Results At the onset of SLE an increase in size and an increase in transaminase activity were registered in 11 of 48 patients (22,9%). The SLE onset age in this group was 14,1 years (169,09±5,91 months), the mean SLE duration was 4,63±1,90 months, 54,5% of the patients had subacute onset and 63,6% had an increased activity of pathological process. 81,1% had liver cytolysis manifestations (increase in ALT (115,66±5,42 IU/l), AST (60,6±3,47 IU/l), decrease in De Ritis's coefficient (down to 0,79 with its normal values 1,3–1,4). 37,4% of the patients of this group had De Ritis's coefficient higher than 1,0 (AST prevailing) that is more typical for “cardiac” cytolysis. 63,6% of the patients of this group had De Ritis's coefficient lower than 1,0 (ALT prevailing) that is an evidence of liver changes.
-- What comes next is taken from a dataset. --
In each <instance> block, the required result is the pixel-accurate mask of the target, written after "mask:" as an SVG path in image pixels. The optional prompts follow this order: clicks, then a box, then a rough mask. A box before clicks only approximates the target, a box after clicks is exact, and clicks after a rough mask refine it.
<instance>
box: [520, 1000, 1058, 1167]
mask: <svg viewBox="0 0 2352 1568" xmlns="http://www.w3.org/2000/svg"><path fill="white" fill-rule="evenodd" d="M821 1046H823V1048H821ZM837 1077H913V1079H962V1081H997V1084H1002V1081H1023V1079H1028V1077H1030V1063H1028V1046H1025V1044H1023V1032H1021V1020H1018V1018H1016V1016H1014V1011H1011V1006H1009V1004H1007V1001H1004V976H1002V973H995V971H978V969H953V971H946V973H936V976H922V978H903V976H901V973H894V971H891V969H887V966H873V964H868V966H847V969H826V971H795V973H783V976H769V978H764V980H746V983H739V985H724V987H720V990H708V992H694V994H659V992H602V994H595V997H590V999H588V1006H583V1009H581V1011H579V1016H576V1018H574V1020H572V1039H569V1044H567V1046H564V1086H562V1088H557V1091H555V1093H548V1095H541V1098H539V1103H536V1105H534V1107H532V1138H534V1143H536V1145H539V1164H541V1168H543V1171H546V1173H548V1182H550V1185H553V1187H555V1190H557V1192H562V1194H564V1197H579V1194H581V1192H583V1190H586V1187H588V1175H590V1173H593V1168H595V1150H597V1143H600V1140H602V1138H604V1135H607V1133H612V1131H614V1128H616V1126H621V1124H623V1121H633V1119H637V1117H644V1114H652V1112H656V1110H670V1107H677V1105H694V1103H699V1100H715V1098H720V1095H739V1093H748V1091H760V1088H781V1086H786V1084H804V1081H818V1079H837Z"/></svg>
Activity of AP and pigment metabolism did not have changes. The level of cholesterol in the serum was decreased in 30,0%. USI data showed an increase in the size of liver in 81,81% of the patients, an increase in parenchyma echogenicity and fading of ultrasound signal in deep layers. AST positively correlated with CRP (r=0,67, p<0,05), sialic acids (r=0,66, p<0,05), glycoproteins (r=0,62, p<0,05); ALT positively correlated with the level of circulating immune complexes (r=0,81, p<0,001). Tests for fibrosis showed an increased risk of its formation in 27,3% of patients at the onset of SLE, and its reliable probability in 9,1% (APRI index 1,1).

Conclusions Liver is involved in SLE, with high occurrence of liver damage manifested as cytolisis, a decrease in synthetic activity, signs of fibrogenesis activation and the presence of the initial stage of fibrosis in some patients at adolescent age. The degree of changes depends on SLE activity and the presence of cardiac and renal syndromes. The examination of the patients should take into account the markers of functional state of liver, including inflammatory activity and fibrosis formation. A timely discovery of such changes can benefit the therapy able to decrease their progress.